Les exportateurs avec des options de routage flexibles ont tout à gagner. Les origines de la mer Noire et de la Méditerranée servant le Moyen-Orient et l’Afrique du Nord peuvent rediriger les cargaisons via le canal de Suez et des hubs de transbordement non-Golfe, gagnant potentiellement des parts au détriment des fournisseurs plus liés à la logistique du Golfe. Pendant ce temps, les importateurs asiatiques et européens des engrais et produits pétrochimiques d’origine Golfe font face à un approvisionnement plus serré et peuvent se tourner vers des producteurs alternatifs, y compris ceux d’Afrique du Nord et d’Amérique du Nord, soutenant les prix pour ces exportateurs.
🧭 Perspectives du marché
À court terme, les marchés agricoles devraient connaître des tarifs de fret élevés, des différentiels de base plus larges et des pics de prix épisodiques liés à de nouvelles attaques sur l’expédition ou l’infrastructure portuaire. Avec l’Iran signalant son emprise continue sur Hormuz et les alliés du Golfe exhortant Washington à ne pas mettre fin à la campagne prématurément, les traders devraient supposer une période prolongée de logistique contrainte dans le Golfe.

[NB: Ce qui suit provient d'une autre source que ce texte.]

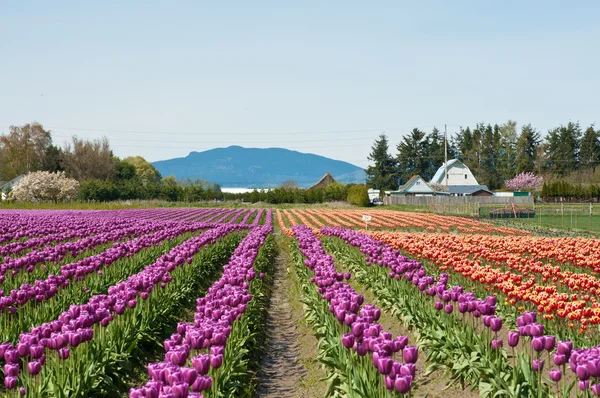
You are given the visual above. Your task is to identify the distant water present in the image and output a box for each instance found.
[221,188,269,193]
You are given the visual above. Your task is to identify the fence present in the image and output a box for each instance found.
[383,195,533,207]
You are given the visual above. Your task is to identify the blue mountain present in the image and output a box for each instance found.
[152,146,366,188]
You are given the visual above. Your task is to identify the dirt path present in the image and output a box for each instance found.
[256,235,307,398]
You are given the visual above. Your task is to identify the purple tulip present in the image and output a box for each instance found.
[383,376,394,391]
[394,376,412,394]
[27,361,42,376]
[492,339,504,351]
[4,376,18,390]
[58,347,71,359]
[4,363,19,377]
[575,365,590,381]
[530,323,544,337]
[544,336,556,351]
[490,317,502,332]
[402,346,419,363]
[210,355,223,369]
[531,337,544,352]
[342,334,354,349]
[552,354,567,366]
[556,341,573,358]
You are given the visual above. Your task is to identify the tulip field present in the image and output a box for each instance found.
[0,208,600,398]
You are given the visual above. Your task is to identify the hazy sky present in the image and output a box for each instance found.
[0,0,600,167]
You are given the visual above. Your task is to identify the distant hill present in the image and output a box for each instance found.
[152,146,365,188]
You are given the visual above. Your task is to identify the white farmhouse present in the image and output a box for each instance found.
[429,159,479,185]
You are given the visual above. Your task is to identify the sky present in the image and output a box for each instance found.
[0,0,600,167]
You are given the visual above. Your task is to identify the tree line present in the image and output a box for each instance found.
[365,120,600,189]
[0,122,376,206]
[0,122,227,202]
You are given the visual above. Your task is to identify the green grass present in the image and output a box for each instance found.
[502,211,600,233]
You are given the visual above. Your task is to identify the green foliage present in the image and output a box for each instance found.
[546,122,581,176]
[223,182,348,204]
[347,184,370,207]
[365,134,398,189]
[397,128,429,185]
[213,234,277,398]
[515,124,540,174]
[123,156,162,184]
[540,180,600,201]
[23,233,242,397]
[292,241,398,397]
[579,125,600,169]
[323,238,551,398]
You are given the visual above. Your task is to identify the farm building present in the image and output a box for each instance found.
[0,174,23,200]
[390,175,437,196]
[448,185,494,196]
[309,173,335,189]
[429,159,479,186]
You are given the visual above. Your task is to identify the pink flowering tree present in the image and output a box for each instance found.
[504,172,544,191]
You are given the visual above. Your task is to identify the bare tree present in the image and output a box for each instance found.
[62,136,115,181]
[0,122,52,180]
[8,171,79,203]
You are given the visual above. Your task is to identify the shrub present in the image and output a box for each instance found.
[8,171,79,203]
[348,185,369,207]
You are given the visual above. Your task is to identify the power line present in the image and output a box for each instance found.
[55,135,380,145]
[12,126,401,136]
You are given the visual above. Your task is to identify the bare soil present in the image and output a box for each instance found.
[256,236,325,398]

Les points clés à surveiller incluent : toute tentative d’établissement de corridors de navigation limités à travers Hormuz sous des garanties iraniennes ou internationales ; d’autres frappes sur des navires commerciaux au-delà du détroit immédiat ; et des réponses politiques telles que des libérations de stocks ou des ajustements tarifaires temporaires par des importateurs majeurs. L’équilibre entre le détournement progressif et le rationnement direct de la demande dans le Golfe façonnera les flux commerciaux mondiaux dans les biens de base au cours du prochain trimestre.
Analyse de marché CMB
La crise d’Hormuz de 2026 évolue d’un choc énergétique principalement en une perturbation du commerce maritime plus large avec des implications systémiques pour les chaînes d’approvisionnement agricoles. Même si la production physique de céréales et de graines oléagineuses reste intacte, la combinaison de prix du carburant plus élevés, de primes de risque de guerre et de détournements d’itinéraires resserre la disponibilité livrée et gonfle les coûts pour les marchés dépendant des importations.
Pour les traders de matières, les importateurs et les acheteurs de l’industrie alimentaire, cela appelle à une gestion proactive des risques liés au fret, des stratégies de routage et d’origine diversifiées, et un suivi plus étroit des niveaux d’inventaire dans le Golfe. Tant qu’une désescalade durable ou un arrangement d’expédition ne sera pas en place, le Golfe restera un nœud à coût élevé et à risque élevé dans le commerce mondial des matières agricoles, avec le potentiel d’amplifier la volatilité de toute future choc d’offre ou de demande ailleurs.